L'Égypte : Méhémet-Ali. -Ahmed le Boucher était un Slave; Méhémet-Ali, un Albanais. Il était né à Cavala, petit port près Salonique. Il s'y établit marchand de tabac. Lorsque, pour combattre l'invasion française en Égypte, la Porte ordonna une levée d'hommes à Cavala comme dans les autres petites villes musulmanes, Méhémet-Ali en fit partie, se distingua à la bataille d'Aboukir et monta rapidement en grade. Après l'évacuation par les Français, puis par les Anglais, l'Égypte fut en proie à deux armées celle des Mamelouks, toujours rebelles, celle de la Porte, dont le noyau était un corps de 4000 Albanais, où servait Méhémet-Ali. Le pacha ou vice-roi était alors Mohammed-Khozrew. Il reprit la lutte contre les Mamelouks, dont les deux principaux begs étaient alors Osman-Bardissy et Mohammed L'Elfy. Ses troupes furent battues. Accusant Méhémet-Ali de trahison, il l'appela chez lui pour le faire périr. Méhémet préféra s'entendre avec Bardissy, lui livra le Caire, marcha de concert avec lui contre Khozrew, bloqua celui-ci dans Damiette et l'amena prisonnier dans la capitale. Un second vice-roi envoyé par la Porte, Ali-Gézaïrli, fut massacré par la soldatesque. Puis les Mamelouks se divisèrent. Méhémet, en aidant tour à tour chacun des partis contre l'autre, repoussa L'Elfy dans la Haute-Égypte et chassa du Caire Bardissy. Appuyé sur le peuple et sur les oulémas, il se trouva le véritable maître de la Basse-Égypte. Il essaya d'abriter son autorité de fait sous l'ombre d'une autorité légitime. Il offrit la vice-royauté à Kourchid-Pacha, gouverneur d'Alexandrie, acceptant d'être son kaïmakan (lieutenant). La Porte agréa cet arrangement (1804).

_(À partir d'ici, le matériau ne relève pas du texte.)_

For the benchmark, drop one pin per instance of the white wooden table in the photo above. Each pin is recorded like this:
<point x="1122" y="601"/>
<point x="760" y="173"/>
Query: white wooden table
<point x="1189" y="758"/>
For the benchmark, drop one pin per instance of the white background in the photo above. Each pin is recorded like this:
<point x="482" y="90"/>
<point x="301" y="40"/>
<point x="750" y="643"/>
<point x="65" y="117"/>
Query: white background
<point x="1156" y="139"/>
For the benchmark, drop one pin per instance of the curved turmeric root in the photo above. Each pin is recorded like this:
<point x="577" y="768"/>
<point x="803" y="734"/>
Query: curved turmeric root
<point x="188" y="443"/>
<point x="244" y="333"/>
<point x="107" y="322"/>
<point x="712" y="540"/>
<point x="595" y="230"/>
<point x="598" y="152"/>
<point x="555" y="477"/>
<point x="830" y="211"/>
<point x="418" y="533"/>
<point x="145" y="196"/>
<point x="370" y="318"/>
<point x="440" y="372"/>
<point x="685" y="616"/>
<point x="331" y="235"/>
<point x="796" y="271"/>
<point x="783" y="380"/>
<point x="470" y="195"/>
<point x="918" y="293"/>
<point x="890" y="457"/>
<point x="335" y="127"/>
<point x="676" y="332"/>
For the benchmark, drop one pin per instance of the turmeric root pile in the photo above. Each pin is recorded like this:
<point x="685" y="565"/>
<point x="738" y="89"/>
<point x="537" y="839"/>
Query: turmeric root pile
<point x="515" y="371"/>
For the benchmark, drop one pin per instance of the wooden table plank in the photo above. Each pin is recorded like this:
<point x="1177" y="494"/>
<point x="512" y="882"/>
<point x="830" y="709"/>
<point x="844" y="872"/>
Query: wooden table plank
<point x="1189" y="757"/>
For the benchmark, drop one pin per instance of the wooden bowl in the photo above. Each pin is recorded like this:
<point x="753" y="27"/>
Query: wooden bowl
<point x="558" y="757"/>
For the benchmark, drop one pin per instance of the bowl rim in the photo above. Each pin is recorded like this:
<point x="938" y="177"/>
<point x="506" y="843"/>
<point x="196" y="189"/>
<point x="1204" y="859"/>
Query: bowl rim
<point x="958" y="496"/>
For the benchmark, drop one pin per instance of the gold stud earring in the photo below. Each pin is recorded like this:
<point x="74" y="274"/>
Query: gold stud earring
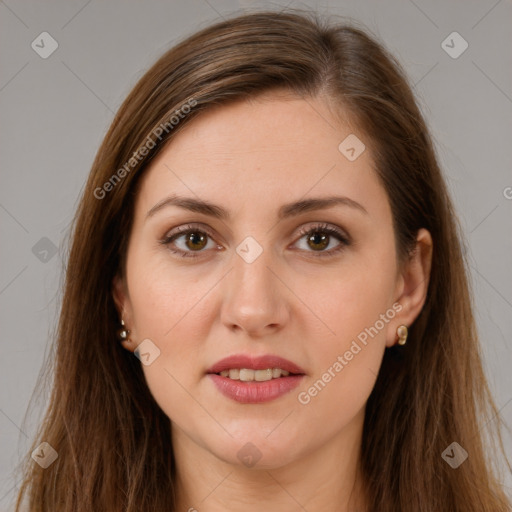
<point x="402" y="333"/>
<point x="123" y="333"/>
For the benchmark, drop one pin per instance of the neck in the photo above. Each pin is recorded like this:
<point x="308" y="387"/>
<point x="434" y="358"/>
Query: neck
<point x="325" y="478"/>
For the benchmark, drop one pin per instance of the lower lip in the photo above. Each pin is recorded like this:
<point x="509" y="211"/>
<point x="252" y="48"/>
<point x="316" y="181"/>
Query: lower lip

Kourchid possédait l'autorité apparente; c'était celle qui attirait le plus de désagréments à son titulaire; en effet, c'était contre lui que se mutinaient les Albanais qui réclamaient leur solde éternellement arriérée. Le rôle de Méhémet était plus agréable et plus glorieux: il donnait la chasse aux Mamelouks, accroissant ainsi sa popularité auprès du peuple et du clergé si longtemps opprimés par eux. Kourchid crut pouvoir se débarrasser des Albanais en leur donnant l'ordre de retourner en Europe. Méhémet feignit de se soumettre; mais la nouvelle de son prochain départ excita une vive émotion parmi les cheikhs ou notables du Caire. Juste à ce moment les soldats turcs de Kourchid, guère mieux payés que les Albanais, s'étant permis de piller la ville, les cheikhs se réunirent, déposèrent Kourchid et conférèrent la vice-royauté à Méhémet. Il affecta d'abord de résister, ne céda qu'à des instances réitérées, puis travailla si bien le Divan qu'il fut confirmé dans sa nouvelle dignité (9 juillet 1805). Toutes les ambitions déçues se tournèrent alors contre lui. Mohammed L'Elfy, réconcilié avec Kourchid, offrit à la Porte sa soumission et son appui pour renverser Méhémet. A Constantinople, L'Elfy était soutenu par les agents de l'Angleterre, à laquelle il avait promis de livrer les ports de l'Égypte. La Porte, gagnée par ses présents, envoya en Égypte le capitan-pacha pour y opérer la restauration des Mamelouks, et, afin de débarrasser des Albanais le pays, offrit à Méhémet le pachalik de Salonique. Une fois de plus, il se déclara prêt à obéir; une fois de plus, les cheikhs et les soldats, auxquels se joignirent les Mamelouks du parti de Bardissy, s'opposèrent à son départ. Notre consul Drovetti recommandait sa cause à l'amiral turc, à l'ambassadeur de France auprès de la Porte; il détachait du parti de L'Elfy vingt-cinq Français qui servaient dans sa troupe. La Porte finit par se convaincre que les Mamelouks étaient trop divisés pour qu'on pût rien fonder sur eux. Un nouveau firman rétablit Méhémet dans sa viceroyauté, moyennant un présent de 7500 000 francs.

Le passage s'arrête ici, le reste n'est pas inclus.